Osteoarthritis (OA) is a painful, debilitating disease associated with a significant socioeconomic burden. Many potential therapeutics for OA would likely be more effective if they could be applied at early disease stages, and to facilitate this, development of diagnostics for early stage OA is a critical need for the future of OA therapy. Unfortunately, technologies to assess joint-level changes in small articular joints are underdeveloped, and these technological limits impede our ability to effectively develop new diagnostic and prognostic biomarkers for OA. Our group has developed a new magnetic nanoparticle based technology to extract biomarkers directly from small articular joints without the need to aspirate synovial fluid. Using magnetic capture, we have demonstrated the ability to detect an OA biomarker from a rat knee with greater accuracy and sensitivity than current methods. The objective of this proposal is to advance magnetic capture as a method to assess multiple biomarkers in rodent OA models following animal euthanasia (Aim 1) and as a method to assess biomarker levels in live animals (Aim 2). These advances will help enable the development of prognostic biomarkers through rodent OA models, improve the preclinical assessment of emerging OA therapeutics, and demonstrate the long-term potential to apply magnetic capture to OA biomarker analysis in small human joints, such as those of the human hand. This application focuses on two, multi-objective specific aims.

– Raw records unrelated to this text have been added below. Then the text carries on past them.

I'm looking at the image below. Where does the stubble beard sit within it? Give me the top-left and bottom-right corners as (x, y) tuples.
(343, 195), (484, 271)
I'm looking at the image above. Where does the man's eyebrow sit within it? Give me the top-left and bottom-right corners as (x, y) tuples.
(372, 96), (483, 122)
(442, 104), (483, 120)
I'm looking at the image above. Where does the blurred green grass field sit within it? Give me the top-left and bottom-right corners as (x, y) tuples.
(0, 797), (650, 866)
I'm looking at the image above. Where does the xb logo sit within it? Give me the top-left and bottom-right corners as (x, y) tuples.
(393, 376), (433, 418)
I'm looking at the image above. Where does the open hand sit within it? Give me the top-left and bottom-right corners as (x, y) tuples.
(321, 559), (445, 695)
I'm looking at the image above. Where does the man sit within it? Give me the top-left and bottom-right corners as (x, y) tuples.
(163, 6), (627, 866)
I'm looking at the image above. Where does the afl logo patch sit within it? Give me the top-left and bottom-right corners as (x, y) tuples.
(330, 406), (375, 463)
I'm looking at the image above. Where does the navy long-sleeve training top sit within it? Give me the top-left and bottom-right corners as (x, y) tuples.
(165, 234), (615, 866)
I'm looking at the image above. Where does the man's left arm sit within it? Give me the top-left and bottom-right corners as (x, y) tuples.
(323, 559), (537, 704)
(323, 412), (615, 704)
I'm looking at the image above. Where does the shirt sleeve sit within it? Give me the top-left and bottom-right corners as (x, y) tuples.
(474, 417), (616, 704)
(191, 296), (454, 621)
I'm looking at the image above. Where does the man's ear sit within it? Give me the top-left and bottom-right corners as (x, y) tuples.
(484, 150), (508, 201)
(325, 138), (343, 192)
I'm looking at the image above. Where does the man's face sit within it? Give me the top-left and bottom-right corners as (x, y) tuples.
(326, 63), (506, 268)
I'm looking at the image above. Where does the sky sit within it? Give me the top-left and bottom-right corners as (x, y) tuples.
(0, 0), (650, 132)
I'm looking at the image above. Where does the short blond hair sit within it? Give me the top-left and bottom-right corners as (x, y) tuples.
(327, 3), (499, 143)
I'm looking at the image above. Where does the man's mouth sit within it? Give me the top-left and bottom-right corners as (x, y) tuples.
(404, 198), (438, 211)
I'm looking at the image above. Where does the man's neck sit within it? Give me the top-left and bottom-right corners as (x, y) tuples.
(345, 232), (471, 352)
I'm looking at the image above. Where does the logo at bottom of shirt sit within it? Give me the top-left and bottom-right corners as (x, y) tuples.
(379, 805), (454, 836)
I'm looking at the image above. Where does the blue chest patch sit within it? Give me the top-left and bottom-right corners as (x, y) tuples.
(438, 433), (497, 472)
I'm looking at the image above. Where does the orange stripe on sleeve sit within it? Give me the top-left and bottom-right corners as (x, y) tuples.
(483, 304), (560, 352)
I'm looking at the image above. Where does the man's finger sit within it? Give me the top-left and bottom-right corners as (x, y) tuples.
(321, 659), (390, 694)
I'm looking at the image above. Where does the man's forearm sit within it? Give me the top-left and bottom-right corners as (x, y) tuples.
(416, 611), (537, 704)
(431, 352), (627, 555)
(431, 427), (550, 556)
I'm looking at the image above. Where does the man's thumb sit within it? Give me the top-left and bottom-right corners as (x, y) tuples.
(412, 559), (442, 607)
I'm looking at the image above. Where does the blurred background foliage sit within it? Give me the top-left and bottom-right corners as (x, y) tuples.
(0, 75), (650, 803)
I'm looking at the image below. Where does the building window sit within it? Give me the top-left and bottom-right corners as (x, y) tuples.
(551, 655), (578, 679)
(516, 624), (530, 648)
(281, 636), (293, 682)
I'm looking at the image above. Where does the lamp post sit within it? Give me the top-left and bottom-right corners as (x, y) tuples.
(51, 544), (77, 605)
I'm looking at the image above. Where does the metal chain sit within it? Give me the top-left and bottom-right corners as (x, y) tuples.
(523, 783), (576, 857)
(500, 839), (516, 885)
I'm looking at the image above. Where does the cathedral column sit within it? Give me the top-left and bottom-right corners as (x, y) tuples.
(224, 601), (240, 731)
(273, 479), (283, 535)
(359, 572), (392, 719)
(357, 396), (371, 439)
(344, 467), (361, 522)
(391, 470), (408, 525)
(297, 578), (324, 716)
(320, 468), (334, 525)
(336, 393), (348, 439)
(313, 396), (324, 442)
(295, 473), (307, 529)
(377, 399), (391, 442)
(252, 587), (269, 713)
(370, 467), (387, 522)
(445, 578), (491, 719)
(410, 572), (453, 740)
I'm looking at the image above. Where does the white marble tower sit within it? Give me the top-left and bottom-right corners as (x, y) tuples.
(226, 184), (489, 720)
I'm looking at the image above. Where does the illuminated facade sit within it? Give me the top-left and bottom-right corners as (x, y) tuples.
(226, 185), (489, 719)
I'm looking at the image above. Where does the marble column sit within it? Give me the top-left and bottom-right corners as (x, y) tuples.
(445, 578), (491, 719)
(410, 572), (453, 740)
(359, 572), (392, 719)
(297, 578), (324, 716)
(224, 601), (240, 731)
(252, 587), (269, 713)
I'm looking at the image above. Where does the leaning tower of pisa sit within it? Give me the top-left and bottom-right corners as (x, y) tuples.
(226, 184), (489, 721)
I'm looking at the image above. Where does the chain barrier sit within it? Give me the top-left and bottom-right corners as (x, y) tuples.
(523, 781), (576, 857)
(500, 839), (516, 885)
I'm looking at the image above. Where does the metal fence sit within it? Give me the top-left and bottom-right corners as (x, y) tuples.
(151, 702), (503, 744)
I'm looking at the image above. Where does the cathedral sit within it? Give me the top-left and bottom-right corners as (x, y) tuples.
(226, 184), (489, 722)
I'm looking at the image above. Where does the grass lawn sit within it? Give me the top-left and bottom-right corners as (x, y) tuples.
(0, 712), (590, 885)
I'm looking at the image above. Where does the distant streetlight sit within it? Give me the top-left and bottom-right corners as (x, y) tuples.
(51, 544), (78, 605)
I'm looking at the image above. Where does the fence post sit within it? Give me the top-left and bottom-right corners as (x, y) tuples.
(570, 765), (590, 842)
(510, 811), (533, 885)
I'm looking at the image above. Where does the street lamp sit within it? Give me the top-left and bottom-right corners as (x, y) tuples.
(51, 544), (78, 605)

In Aim 1, magnetic capture will be advanced as post mortem analysis method of joint-level OA biomarker assessment in rodents by completing the following objectives: (1.1) Develop multiplex methods to detect multiple OA biomarkers in a single magnetic capture procedure, (1.2) Refine the magnetic probe design to increase the efficiency of the magnetic nanoparticle capture, (1.3) Demonstrate feasibility and utility of magnetic capture in a mouse OA model, and (1.4) Evaluate links between joint-level OA biomarkers, histological evidence of joint degeneration, and behavioral evidence of OA symptoms.
In Aim 2, magnetic capture will be advanced as an in vivo analysis method of joint-level OA biomarker assessment in rodents by completing the following objectives: (2.1) Design particles and targeting molecules for the in vivo capture of OA biomarkers, (2.2) Design a catheter-based injection/collection apparatus for the in vivo capture of magnetic nanoparticles, (2.3) Assess the clearance, safety, and biocompatibility of magnetic particles used for in vivo magnetic capture, and (2.4) Longitudinally assess a joint-level OA biomarker in the rat using in vivo magnetic capture. Successful completion of these Aims and Objectives will lead to better understand the links between OA-related pathogenesis and OA-related pain and disability, and thereby an ability to develop diagnostic and prognostic OA biomarkers that will improve patient outcomes for OA. A major step toward this goal is the development of an enabling technology for longitudinal OA biomarker assessment in the synovial fluid of small articular joints. In this proposal, our novel magnetic capture technology will be advanced to address this need.
New technologies for early osteoarthritis detection would have a significant impact on development of new treatments. This project aims to develop and test a new nanoparticle-based technology to detect and monitor osteoarthritis biomarkers in the synovial fluid of small articular joints.